You may tell by the title that I haven’t been writing as much as I would like to be. I have found that sitting in front of the computer, trying to come up with something that people will want to read is only going to cause my cursor to blink and blink in front of a blank document. Thus, I ordered a journal and have begun writing inside of it each day. I have found that I am much too formal when I am sitting here in front of the computer. Things like content and formatting prevent me from making progress by actually writing something. Add that with worrying about whether people will actually want to read what I have to say.

Yes, we need to know the importance of sharing our writing with other people for the sake of getting honest feedback. I realize that is what professional writers do. However, I think we all need at least one place where nobody else but I will read the things I place inside of it. That is precisely why I bought a journal.

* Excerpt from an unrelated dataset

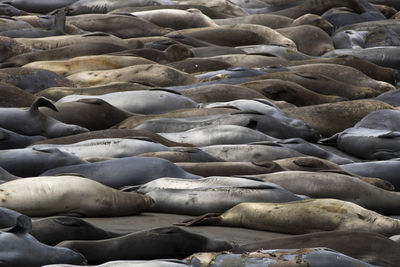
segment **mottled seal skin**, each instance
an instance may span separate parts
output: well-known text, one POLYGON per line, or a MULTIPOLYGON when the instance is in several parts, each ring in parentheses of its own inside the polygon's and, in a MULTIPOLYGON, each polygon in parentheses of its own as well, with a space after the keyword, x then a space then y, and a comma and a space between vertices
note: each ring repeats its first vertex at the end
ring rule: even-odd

I need at least one place where I don’t have to think about any of the formalities associated with submitting my writing to someone who is going to evaluate it.  Sitting in front of my computer certainly is not going to help me achieve that.

I simply take five to ten minutes each day and write whatever comes to my mind. I do it simply to achieve the task of getting my thoughts on paper. I often do think of good ideas for content when I am laying down in bed, or, on the ground playing with my dog. There is one problem with that. I tend to forget about it a few minutes later. I fall back into that rut when I sit at my computer and try to come up with something that people will actually want to read. This is why I think this journal will help me in the long run. I can refer back to it and use my entries as ideas for content.